Re: [PATCH] Mantaining turnstile aligned to 128 bytes in i386 CPUs
- From: Bruce Evans <bde@xxxxxxxxxxx>
- Date: Fri, 19 Jan 2007 16:59:46 +1100 (EST)
I'll try to keep this shorter :-).
On Thu, 18 Jan 2007, Matthew Dillon wrote:
:Fully cached case:
:% copy0: 16907105855 B/s ( 242265 us) (movsq)
:% ...
:% copyQ: 13658478027 B/s ( 299887 us) (movdqa)
:% ...
:% copyT: 16456408196 B/s ( 248900 us) (movq (i))
:
:This doesn't contradict your claim since main memory is not really involved.
:Everything should be limited by instruction and cache bandwidth, but for
:some reason movdqa is quite slow despite or because of my attempts to
:schedule it perfectly.
Well, that's one of the problems. Actually two of the problems.
First, prefetching tends to add more confusion then it solves when
used in a copy loop, because for all intents and purposes you are
already keeping the memory pipeline full simply by the fact that
the writes are buffered.
The above is for the non-prefetched case (except for the target of
nontemporal writes). Handling and interpreting prefetching is certainly
confusing in other cases.
I'd better describe what my benchmark does in a bit more detail: to
get reasonably accuracy, it is necessary to iterate many times, but
that gives the same not-very-real-world cache state for all iterations
except the first. I just run it with different block sizes. 4K gives
the "fully (L1) cached case", somewhere between 40K and 400K gives the
"fully (L2) cached case", and 4M-200M gives the "fully uncached case".
I don't test lower levels except by accidentally starting swapping.
There is an option to pre-cache the target before starting the iterations.
This can only make a difference if the block size is small enough for
the target to remain cached (or there number of iterations is too
small), and the copying used nontemporal stores so that the copying
itself doesn't pre-cache the target. I didn't use this option in the
benchmark results quoted in this thread.
By the time the loop gets back around to
the read it has to stall anyway because the writes are still being
pushed out to memory (read-before-write ordering doesn't help because
all that accomplishes is to force the write buffer to stay perpetually
full (possibly in a non-optimal fashion), and the cpu stalls anyway.

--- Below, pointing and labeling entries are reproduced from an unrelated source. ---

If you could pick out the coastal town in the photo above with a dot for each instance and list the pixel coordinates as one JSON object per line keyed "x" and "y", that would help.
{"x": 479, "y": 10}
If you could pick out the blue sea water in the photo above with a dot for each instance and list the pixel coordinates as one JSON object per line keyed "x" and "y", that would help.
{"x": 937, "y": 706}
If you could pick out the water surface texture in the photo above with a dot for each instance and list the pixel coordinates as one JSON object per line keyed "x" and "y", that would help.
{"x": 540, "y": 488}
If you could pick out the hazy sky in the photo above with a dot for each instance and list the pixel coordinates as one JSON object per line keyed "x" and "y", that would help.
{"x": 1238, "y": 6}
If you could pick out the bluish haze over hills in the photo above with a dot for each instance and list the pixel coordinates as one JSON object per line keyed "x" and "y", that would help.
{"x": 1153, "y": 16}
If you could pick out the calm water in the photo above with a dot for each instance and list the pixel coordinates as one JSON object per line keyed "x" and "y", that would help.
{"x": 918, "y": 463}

I had mostly forgotten about read/write ordering. It is going to limit
execution reordering in a MD way. I only have good/handy documentation
of it for A64. On A64, write ordering is fairly strict, but almost any
order is possible for a combination of reads and writes provided the
writes can be held in the write buffer and the reads and writes are to
different locations. Read ordering is fairly non-strict. Reads can be
reordered ahead of writes.
This doesn't quite agree with what you said. It allows enough reordering
to prevent stalls provided the CPU is clever enough and the copy is not
overlapped. The CPU can take almost any ordering of sequential reads
and writes and turn it into:
setup
for (;;) {
read next cache line
write previous cache line from write buffer
(write buffer size must be >= cache line size)
}
I don't know which CPUs are clever enough to do this or exactly which
static instruction order makes it easiest for them, but have noticed
reasonable orders which give mysterious slowdowns that are probably
related to this.
I've tried every combination of prefetching and non-temporal
instructions imagineable and it has reduced performance more often
then it has improved it. I can write an optimal copy loop for
particular situations but the problem is that the same loop becomes
extremely inefficient under any *OTHER* conditions.
Same here, except I wouldn't call most of the non-optimal cases _extremely_
inefficient. Do you have real-world tests?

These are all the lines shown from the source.